Prove that $4 + 5 + 6 + \cdots+ n = \frac{n(n+1)}{3}$ for $n \ge 4$ 
Prove using mathematical induction that $$4 + 5 + 6 + \cdots + n = \frac{n(n+1)}{3}$$ where $n \geq 4$ is an integer.

I just wanted to confirm because my Base case P(4) is false. So this statement can't be proven?
 A: Let´s think a little bit about this:
We know $1+...+n= \frac{n(n+1)}{2}$ for evey $n \in \mathbb{N}$. So if $4+5+...+n=\frac{n(n+1)}{3}$ for some $n$, we would have 
$(1+...+n)-(4+....+n)= \frac{n(n+1)}{2}-\frac{n(n+1)}{3} = 1+2+3=6$
And therefore $n(n+1)=36$. 
So we have proven that this is false for every $n \in \mathbb{N}$
A: For $n=4$,
$$4=\frac{4\cdot5}3$$
is blatantly false, hence the claim is wrong. Full stop.

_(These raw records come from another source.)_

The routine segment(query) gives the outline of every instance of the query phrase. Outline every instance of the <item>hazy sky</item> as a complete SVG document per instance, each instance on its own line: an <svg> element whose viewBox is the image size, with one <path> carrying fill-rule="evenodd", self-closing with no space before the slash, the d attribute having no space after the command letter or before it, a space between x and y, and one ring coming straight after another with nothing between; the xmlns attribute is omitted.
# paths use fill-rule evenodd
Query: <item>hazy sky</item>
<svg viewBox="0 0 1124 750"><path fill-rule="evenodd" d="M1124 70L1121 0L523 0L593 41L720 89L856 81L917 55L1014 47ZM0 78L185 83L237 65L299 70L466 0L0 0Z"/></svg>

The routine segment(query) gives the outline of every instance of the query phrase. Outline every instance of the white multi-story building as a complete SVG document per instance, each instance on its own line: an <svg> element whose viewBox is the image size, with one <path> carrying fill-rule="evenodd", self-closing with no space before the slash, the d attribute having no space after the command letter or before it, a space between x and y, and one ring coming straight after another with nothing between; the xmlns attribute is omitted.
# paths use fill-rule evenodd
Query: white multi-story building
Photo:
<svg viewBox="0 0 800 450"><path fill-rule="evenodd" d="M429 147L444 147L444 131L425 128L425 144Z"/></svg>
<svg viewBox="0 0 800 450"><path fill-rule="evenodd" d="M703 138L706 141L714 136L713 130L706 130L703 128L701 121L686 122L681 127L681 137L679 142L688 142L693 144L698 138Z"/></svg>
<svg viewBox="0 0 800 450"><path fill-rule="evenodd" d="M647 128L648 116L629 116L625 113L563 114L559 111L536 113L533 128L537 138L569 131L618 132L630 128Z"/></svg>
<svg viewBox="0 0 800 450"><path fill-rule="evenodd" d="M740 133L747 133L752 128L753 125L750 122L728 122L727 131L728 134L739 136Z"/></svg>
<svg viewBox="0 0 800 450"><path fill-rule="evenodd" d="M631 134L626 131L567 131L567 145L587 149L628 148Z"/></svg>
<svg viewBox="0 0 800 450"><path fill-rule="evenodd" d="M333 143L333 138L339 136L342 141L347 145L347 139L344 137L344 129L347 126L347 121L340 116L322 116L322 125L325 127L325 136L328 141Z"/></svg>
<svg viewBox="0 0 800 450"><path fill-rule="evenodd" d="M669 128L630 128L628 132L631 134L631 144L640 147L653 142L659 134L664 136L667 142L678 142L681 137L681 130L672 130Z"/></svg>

A: A good principle to go by is "Everything is unknown, until proven or taught otherwise." Another principle is "if something is unknown, then you cannot use it".  And a third principle is "if you cannot use something, try something else".
Induction says that P(n) will always be true if the base case is true and the induction step is true.  What about if the base case is false, well it is unknown whether induction would work, hence we may not use it, hence we should try something else.
Now the eventually goal of such a question is to show that $P$ is always true.  So you wanted to show that $P(4)$ is true, and $P(5)$ is true ect.  You have shown that $P(4)$ is false, hence you have proven that $P$ cannot always be true.